Defalarca şunu söyledik:
‘Elli bin insan öldü, elli bin insan daha ölse bu devirdiğimiz masayı tekrar ayağı kaldırıp etrafına oturacağız.’
Onun için bu yanlış yolun neresinden dönülse kârdır.
Ümitliyim.
Çünkü bizim halkımızın, seksen milyonun sağduyusu, ferâseti, vicdanı bu masayı tekrar kuracak?
***
DEMİRTAŞ'IN AVRUPA SEYAHATİ…
Selahattin Demirtaş..
Ani bir kararla; Brüksel'e gitti…
Eski DEP milletvekilleri olan Kongra-Gel Eşbaşkanı Remzi Kartal ve KCK Yürütme Konseyi Üyesi Zübeyir Aydar'la buluşmak üzere..
Buluştu..
Peki bu seyahat ne anlama geliyor..
Bir çok kesime göre..
Avrupa üzerinden; Kandil'e 'silahları susturma' noktasında baskı kurmak…
Doğrusu…
Demirtaş, bu minvaldeki işareti iki gün önce DW'deki mülakatında vermişti…
Ne demişti o mülakatta…
"PKK silahlı eylemlerini sona erdirsin, askeri operasyonlara da son verilsin"

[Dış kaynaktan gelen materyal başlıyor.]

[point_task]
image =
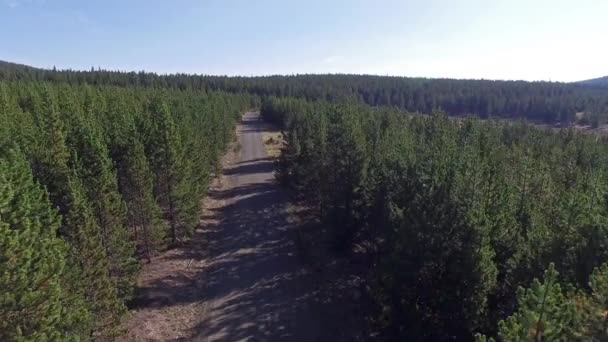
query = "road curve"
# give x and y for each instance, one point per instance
(256, 286)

Ve sonrasında mesajını KCK'nın aldığını belirtmişti…
Ki "Remzi Kartal masaya dönmeye, ateşkese hazır olduklarını ifade etti" demişti.
***
Hiç kuşkusuz ki…
Asıl muhatap Zübeyir Aydar.
PKK'ya silah bıraktırma hedefli Oslo görüşmelerine de katılan Aydar'dı..
Çünkü Aydar sadece KCK'nın Avrupa temsilcisi değil; aynı zamanda örgütte ağırlığı olan ve sözü etkili bir isim!
Demirtaş bu görüşe trafiğinde;
"Silahların susması noktasında O desteği alarak, Kandil üzerinde baskı oluşturmaya" çalışacak..
Yani önemli bir yönüyle; 'barışçı' bir çaba!
Ümit o ki; "sonuç" alınsın, silahlar sussun, "barış masası" yeniden kurulsun; "çözüme doğru" yol seyrine yeniden girilsin..
Beklenti bu..
Aslında "söz" seçilmişlerde olsa..
Silahlar değil de, siyasi mekanizma konuşursa "irade temsiliyetinin" üstesinden gelemeyecek hiç bir konu yoktur..
Yeter ki; "seçilmişler" vesayet altında olmasın/kalmasın/bırakılmasın..
Ve tabi ki; "kendi iradelerini de" ortaya koyabilsin; tavır koysun.